Means of Control: How the Hidden Alliance of Tech and Government is Creating a New American Surveillance State
Byron Tau explores the evolution of national security, data brokerage, and surveillance for profit over the last few decades, leading to the circumvention of the 4th Amendment by distinguishing "seized" data from "purchased" data.
By Byron Tau

Humble Pi: When Math Goes Wrong in the Real World
By Matt Parker
In Humble Pi, Matt Parker uses humor and case studies to show the ways mathematical mistakes lead to real-world consequences.

Unmasking AI: My Mission to Protect What Is Human in a World of Machines
Dr. Joy Buolamwini tells the story of her journey into the world of AI research to illuminate the ways these technologies reinforce societal biases and power structures when left unchecked.
By Dr. Joy Buolamwini

Attack from Within: How Disinformation is Sabotaging America
By Barbara McQuade
Barbara McQuade traces the ways disinformation has been used by past and present authoritarians to alter the perception of reality and seize power.

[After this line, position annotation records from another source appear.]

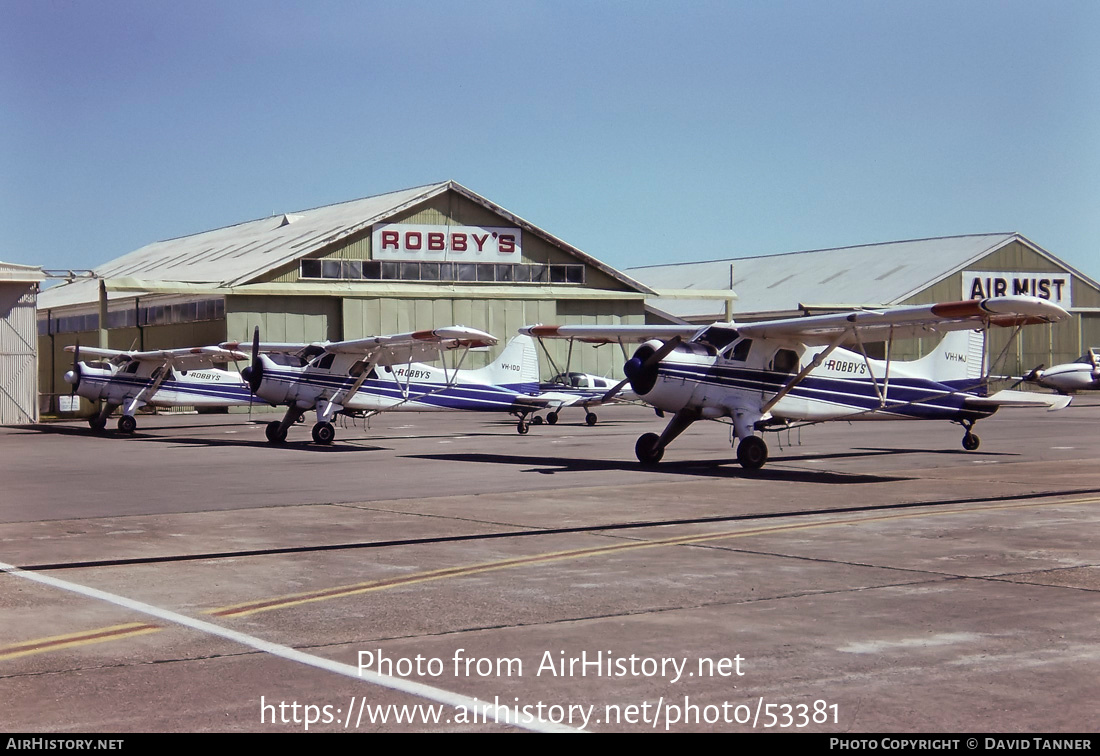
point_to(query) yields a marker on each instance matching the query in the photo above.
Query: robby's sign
(981, 284)
(459, 243)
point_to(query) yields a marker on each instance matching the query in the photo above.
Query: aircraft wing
(179, 358)
(909, 321)
(413, 347)
(1020, 398)
(611, 333)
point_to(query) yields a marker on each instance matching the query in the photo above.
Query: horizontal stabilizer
(1020, 398)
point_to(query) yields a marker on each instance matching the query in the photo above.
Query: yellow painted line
(72, 639)
(287, 601)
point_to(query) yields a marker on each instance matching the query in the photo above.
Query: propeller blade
(254, 373)
(641, 369)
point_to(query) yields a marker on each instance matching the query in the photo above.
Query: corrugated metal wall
(19, 360)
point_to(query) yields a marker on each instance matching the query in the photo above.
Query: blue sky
(640, 132)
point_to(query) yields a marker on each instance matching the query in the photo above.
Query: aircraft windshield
(717, 337)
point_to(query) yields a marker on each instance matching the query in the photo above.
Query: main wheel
(323, 433)
(751, 452)
(273, 433)
(648, 449)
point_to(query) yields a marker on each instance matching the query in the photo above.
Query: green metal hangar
(899, 273)
(416, 259)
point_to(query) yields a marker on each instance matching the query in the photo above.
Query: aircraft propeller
(641, 369)
(254, 373)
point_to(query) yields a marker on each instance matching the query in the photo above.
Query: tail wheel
(649, 450)
(751, 452)
(323, 433)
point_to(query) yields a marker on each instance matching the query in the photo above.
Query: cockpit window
(717, 337)
(785, 361)
(741, 350)
(358, 369)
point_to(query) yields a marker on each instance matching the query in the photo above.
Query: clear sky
(640, 132)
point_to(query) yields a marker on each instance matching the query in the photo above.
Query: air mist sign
(1052, 286)
(453, 243)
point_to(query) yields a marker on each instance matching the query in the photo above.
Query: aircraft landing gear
(751, 452)
(323, 433)
(650, 447)
(970, 440)
(275, 433)
(649, 450)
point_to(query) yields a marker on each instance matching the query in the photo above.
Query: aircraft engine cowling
(642, 376)
(261, 376)
(88, 382)
(642, 372)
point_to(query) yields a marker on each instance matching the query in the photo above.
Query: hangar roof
(239, 254)
(867, 274)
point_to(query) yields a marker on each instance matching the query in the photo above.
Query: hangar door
(19, 362)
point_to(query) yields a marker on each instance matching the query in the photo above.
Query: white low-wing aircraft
(1081, 374)
(768, 375)
(165, 377)
(382, 373)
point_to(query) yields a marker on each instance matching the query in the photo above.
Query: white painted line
(484, 710)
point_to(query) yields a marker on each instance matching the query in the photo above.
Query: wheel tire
(273, 433)
(323, 433)
(649, 450)
(751, 452)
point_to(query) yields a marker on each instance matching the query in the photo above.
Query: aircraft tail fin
(958, 357)
(517, 368)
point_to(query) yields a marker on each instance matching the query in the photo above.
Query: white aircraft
(378, 374)
(165, 377)
(768, 375)
(1081, 374)
(578, 390)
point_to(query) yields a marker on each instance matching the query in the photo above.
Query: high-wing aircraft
(380, 374)
(165, 377)
(578, 390)
(1081, 374)
(769, 375)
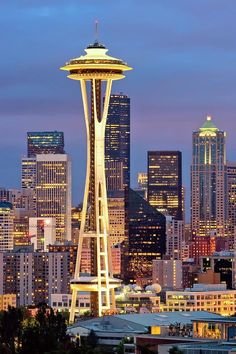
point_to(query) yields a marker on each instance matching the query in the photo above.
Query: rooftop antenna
(96, 31)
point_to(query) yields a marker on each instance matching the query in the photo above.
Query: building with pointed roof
(208, 181)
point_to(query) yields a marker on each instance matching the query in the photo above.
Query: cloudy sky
(184, 57)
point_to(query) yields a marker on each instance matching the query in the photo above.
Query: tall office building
(6, 226)
(231, 205)
(28, 182)
(146, 238)
(117, 217)
(117, 141)
(208, 181)
(174, 237)
(53, 192)
(165, 182)
(45, 143)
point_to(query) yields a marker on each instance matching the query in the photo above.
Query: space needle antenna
(96, 30)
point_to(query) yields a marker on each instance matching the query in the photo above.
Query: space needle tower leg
(95, 70)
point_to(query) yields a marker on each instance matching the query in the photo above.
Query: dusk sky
(184, 57)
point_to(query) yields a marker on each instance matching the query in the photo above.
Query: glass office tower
(45, 143)
(117, 142)
(208, 181)
(165, 182)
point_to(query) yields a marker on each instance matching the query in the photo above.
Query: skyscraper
(117, 140)
(208, 181)
(28, 181)
(231, 204)
(146, 238)
(6, 226)
(95, 70)
(53, 192)
(165, 182)
(45, 143)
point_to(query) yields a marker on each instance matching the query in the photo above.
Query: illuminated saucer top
(96, 64)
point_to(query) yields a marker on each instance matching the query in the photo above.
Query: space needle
(96, 71)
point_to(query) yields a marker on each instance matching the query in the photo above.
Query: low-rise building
(214, 298)
(62, 302)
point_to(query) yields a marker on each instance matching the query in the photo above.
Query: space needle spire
(96, 71)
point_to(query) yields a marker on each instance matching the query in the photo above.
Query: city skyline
(189, 73)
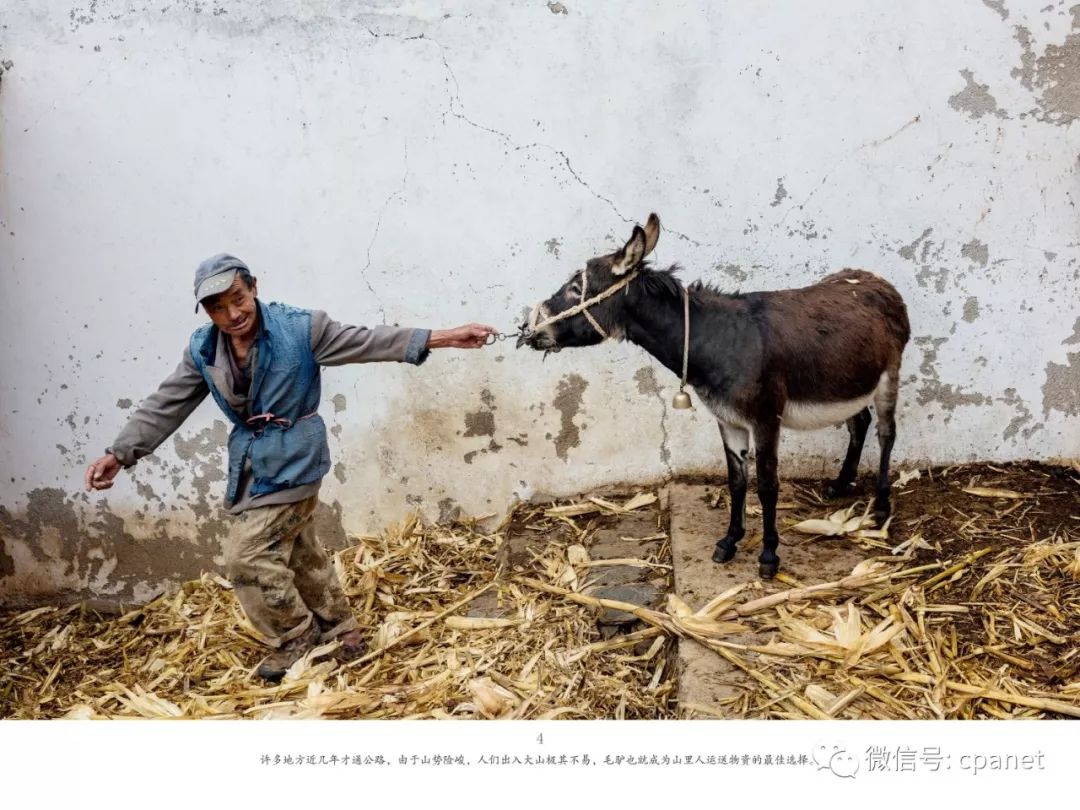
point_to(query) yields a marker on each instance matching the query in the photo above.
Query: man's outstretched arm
(336, 343)
(156, 419)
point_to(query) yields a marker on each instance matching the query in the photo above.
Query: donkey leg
(736, 449)
(885, 404)
(856, 435)
(766, 445)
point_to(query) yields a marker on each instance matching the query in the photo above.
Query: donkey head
(545, 331)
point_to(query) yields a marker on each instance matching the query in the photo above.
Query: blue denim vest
(287, 445)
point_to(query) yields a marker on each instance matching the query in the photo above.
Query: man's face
(234, 311)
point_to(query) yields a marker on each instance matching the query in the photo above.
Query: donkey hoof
(725, 551)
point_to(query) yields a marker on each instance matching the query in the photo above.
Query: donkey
(800, 359)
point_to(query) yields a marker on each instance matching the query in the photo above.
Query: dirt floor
(975, 591)
(607, 606)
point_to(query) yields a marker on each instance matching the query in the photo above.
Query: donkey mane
(665, 282)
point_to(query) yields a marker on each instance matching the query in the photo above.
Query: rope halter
(582, 307)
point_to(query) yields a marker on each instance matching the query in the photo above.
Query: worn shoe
(274, 665)
(352, 646)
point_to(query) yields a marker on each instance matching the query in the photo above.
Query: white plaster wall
(429, 163)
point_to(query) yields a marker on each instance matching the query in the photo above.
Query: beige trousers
(282, 576)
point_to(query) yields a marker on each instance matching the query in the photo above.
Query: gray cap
(215, 275)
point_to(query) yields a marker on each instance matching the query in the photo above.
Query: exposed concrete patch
(909, 251)
(732, 270)
(928, 274)
(480, 423)
(933, 390)
(203, 451)
(1056, 72)
(1022, 418)
(976, 252)
(568, 403)
(971, 309)
(329, 527)
(448, 510)
(975, 98)
(7, 562)
(781, 193)
(1075, 337)
(1026, 70)
(54, 550)
(1062, 389)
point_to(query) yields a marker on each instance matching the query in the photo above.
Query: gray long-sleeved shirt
(333, 343)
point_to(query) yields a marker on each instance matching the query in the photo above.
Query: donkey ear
(651, 233)
(631, 254)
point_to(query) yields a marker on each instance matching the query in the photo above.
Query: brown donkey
(800, 359)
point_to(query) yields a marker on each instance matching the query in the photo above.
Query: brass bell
(682, 401)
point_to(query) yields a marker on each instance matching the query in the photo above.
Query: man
(260, 362)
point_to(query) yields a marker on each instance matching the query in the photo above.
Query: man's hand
(99, 474)
(470, 336)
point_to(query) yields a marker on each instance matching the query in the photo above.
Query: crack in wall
(375, 235)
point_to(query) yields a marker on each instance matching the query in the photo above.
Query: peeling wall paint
(436, 163)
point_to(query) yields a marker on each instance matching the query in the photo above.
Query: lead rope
(686, 335)
(585, 312)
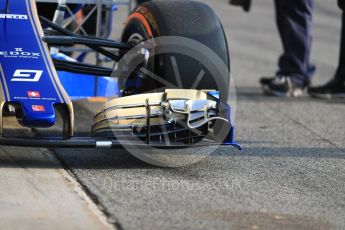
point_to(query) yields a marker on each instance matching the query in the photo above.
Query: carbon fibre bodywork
(29, 80)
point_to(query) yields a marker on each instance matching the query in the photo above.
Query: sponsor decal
(14, 16)
(27, 75)
(19, 53)
(38, 108)
(34, 94)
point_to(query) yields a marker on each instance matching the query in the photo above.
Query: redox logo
(14, 16)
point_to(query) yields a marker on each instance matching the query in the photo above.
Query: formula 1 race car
(152, 98)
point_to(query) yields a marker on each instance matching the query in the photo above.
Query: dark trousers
(340, 74)
(294, 20)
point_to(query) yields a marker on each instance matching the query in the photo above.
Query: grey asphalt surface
(291, 174)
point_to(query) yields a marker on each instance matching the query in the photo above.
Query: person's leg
(297, 39)
(340, 74)
(335, 88)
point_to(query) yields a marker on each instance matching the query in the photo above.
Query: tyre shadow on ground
(121, 159)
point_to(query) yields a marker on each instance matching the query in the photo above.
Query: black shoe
(283, 86)
(267, 80)
(333, 89)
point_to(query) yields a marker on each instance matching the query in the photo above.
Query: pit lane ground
(291, 174)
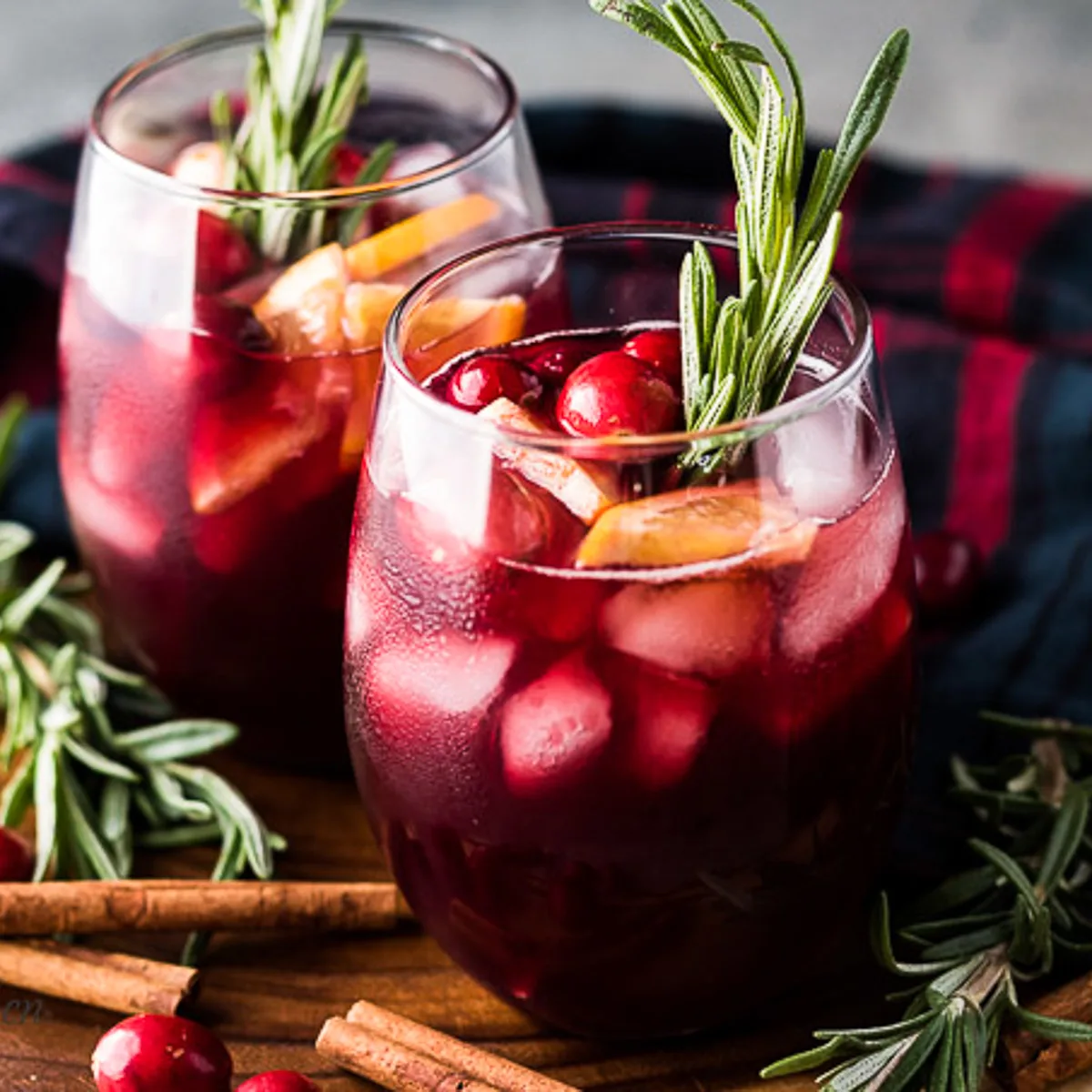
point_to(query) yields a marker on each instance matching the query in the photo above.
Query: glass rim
(199, 45)
(858, 355)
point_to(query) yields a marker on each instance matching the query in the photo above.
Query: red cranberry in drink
(224, 256)
(615, 393)
(555, 365)
(948, 571)
(484, 379)
(167, 1054)
(348, 164)
(279, 1080)
(663, 349)
(16, 861)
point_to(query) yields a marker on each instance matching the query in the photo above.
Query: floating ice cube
(552, 730)
(703, 627)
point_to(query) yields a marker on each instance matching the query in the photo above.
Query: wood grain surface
(268, 995)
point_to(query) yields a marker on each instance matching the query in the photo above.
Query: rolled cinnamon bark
(87, 906)
(105, 980)
(452, 1052)
(393, 1065)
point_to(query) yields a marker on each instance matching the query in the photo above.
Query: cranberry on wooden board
(224, 256)
(279, 1080)
(615, 393)
(663, 349)
(484, 379)
(16, 861)
(161, 1054)
(948, 571)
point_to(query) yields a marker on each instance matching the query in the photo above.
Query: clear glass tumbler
(217, 399)
(633, 743)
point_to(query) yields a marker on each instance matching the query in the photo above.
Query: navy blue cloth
(982, 292)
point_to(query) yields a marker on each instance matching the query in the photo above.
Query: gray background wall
(993, 82)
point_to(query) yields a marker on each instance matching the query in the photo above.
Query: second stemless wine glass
(216, 402)
(632, 727)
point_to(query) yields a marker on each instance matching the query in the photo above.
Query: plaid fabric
(982, 289)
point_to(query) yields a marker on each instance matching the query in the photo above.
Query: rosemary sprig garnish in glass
(984, 931)
(740, 354)
(293, 125)
(93, 748)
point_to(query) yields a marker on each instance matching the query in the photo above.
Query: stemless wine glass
(216, 403)
(631, 715)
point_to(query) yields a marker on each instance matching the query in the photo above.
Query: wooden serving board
(268, 995)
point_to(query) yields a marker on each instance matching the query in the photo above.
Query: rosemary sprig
(293, 126)
(91, 747)
(740, 354)
(984, 931)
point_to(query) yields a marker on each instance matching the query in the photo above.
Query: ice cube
(552, 730)
(671, 718)
(702, 627)
(117, 521)
(819, 460)
(450, 676)
(850, 567)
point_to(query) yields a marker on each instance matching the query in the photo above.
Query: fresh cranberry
(279, 1080)
(224, 256)
(663, 349)
(556, 365)
(347, 167)
(16, 861)
(167, 1054)
(614, 393)
(948, 571)
(483, 380)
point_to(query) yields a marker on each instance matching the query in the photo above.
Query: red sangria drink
(629, 704)
(230, 272)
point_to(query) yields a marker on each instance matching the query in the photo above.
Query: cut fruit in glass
(367, 309)
(584, 490)
(703, 627)
(238, 445)
(404, 243)
(552, 730)
(304, 309)
(693, 525)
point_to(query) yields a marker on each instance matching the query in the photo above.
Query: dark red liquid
(632, 803)
(211, 500)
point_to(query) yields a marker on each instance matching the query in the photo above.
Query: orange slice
(202, 164)
(585, 491)
(413, 238)
(367, 309)
(448, 328)
(304, 308)
(692, 525)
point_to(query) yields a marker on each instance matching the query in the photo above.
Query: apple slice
(238, 445)
(703, 524)
(585, 491)
(305, 307)
(404, 243)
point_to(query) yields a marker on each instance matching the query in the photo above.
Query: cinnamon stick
(85, 906)
(389, 1064)
(405, 1057)
(469, 1059)
(105, 980)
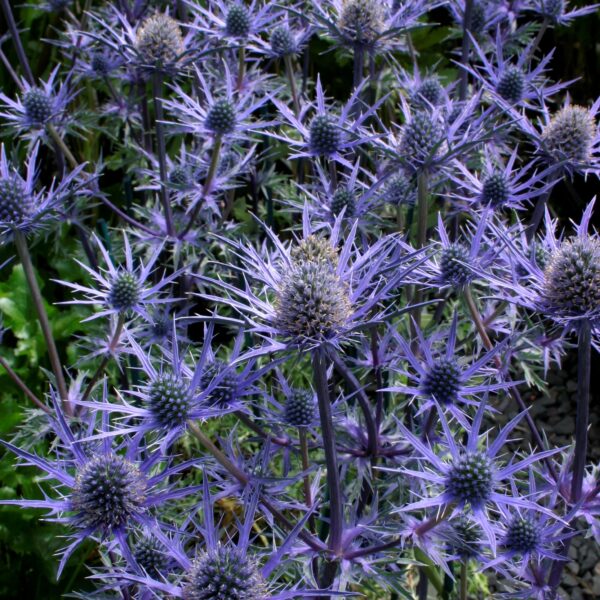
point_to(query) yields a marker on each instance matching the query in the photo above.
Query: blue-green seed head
(125, 292)
(38, 106)
(283, 42)
(570, 134)
(464, 538)
(179, 177)
(495, 190)
(442, 381)
(400, 190)
(523, 535)
(299, 408)
(224, 574)
(108, 491)
(169, 400)
(237, 22)
(150, 556)
(361, 20)
(572, 278)
(511, 85)
(454, 261)
(312, 302)
(314, 249)
(470, 479)
(431, 91)
(159, 40)
(221, 118)
(16, 205)
(343, 198)
(325, 136)
(422, 138)
(225, 391)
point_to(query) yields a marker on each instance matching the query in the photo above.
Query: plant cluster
(300, 319)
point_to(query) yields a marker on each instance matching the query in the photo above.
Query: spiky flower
(283, 42)
(570, 134)
(399, 190)
(16, 205)
(221, 117)
(455, 269)
(343, 198)
(150, 555)
(299, 408)
(159, 41)
(170, 399)
(572, 278)
(223, 574)
(511, 84)
(469, 478)
(361, 20)
(124, 291)
(464, 538)
(313, 302)
(222, 381)
(430, 92)
(23, 207)
(325, 135)
(237, 21)
(443, 381)
(422, 138)
(108, 490)
(38, 106)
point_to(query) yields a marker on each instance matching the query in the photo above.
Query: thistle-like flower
(500, 184)
(326, 133)
(98, 489)
(310, 294)
(36, 107)
(440, 378)
(25, 208)
(565, 285)
(471, 478)
(122, 290)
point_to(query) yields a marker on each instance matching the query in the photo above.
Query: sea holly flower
(441, 378)
(221, 113)
(565, 286)
(122, 290)
(101, 491)
(430, 138)
(459, 263)
(514, 81)
(37, 106)
(368, 24)
(218, 568)
(472, 477)
(234, 22)
(327, 133)
(157, 43)
(499, 183)
(569, 139)
(287, 38)
(309, 293)
(25, 207)
(354, 195)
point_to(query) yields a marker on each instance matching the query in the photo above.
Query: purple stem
(336, 506)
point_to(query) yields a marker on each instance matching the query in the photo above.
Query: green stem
(584, 349)
(114, 342)
(38, 301)
(328, 433)
(463, 580)
(161, 150)
(289, 69)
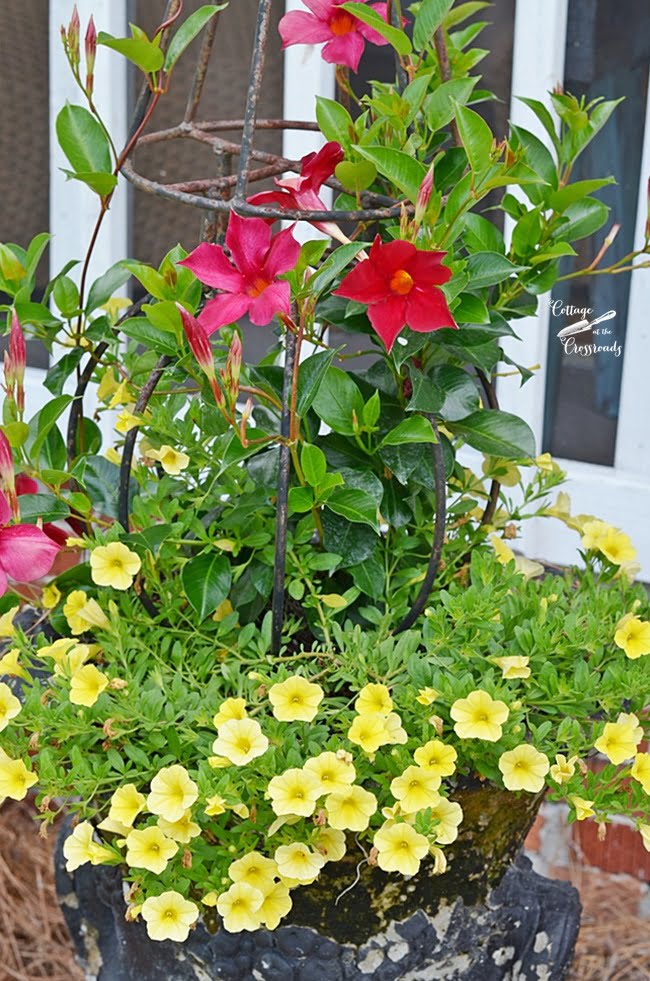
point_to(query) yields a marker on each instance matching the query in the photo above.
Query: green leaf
(402, 170)
(334, 121)
(497, 433)
(337, 399)
(476, 136)
(313, 463)
(489, 268)
(144, 54)
(206, 582)
(394, 35)
(429, 18)
(83, 141)
(356, 505)
(189, 30)
(416, 429)
(103, 288)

Thinking in Bets: Making Smarter Decisions When You Don't Have All the Facts
By Annie Duke
Thinking in Bets frames decision-making as an exercise in probabilities. We can never be 100% certain of a given outcome, so sometimes the best decisions lead to bad results and vice-versa. Rather than reveling in the clarity of hindsight, we must embrace uncertainty and make the best decisions we can with the information available to us at the time.

AI Snake Oil: What Artificial Intelligence Can Do, What It Can't, and How to Tell the Difference
By Sayash Kapoor and Arvind Narayanan
This is my new favorite AI book. Sayash Kapoor and Arvind Narayanan break down the realities and limitations of various AI technologies to help readers cut through the hype and understand what is actually possible. No technical background is necessary to follow this book.

Your Face Belongs to Us: A Secretive Startup's Quest to End Privacy As We Know It
By Kashmir Hill
Kashmir Hill documents the creation and rise of Clearview AI, a secretive company that provides facial recognition to search for faces against its database of over 30 billion images scraped from the internet.

Border Hacker: A Tale of Treachery, Trafficking, and Two Friends on the Run
By Levi Vonk and Axel Kirschner
Anthropologist Levi Vonk joins migrants in caravans and shelters on the dangerous journey from Guatemala to Mexico to the United States. Along the way, Levi befriends Axel Kirschner, who was born in Guatemala, brought to the U.S. as a young child by his mother, and eventually deported back to Guatemala after a minor traffic incident where he is not at fault. After arriving in Guatemala, he discovers his birth records have been destroyed and no country has a record of his existence. He and Levi attempt to navigate the hostile immigration system to reunite Axel with his wife and young children.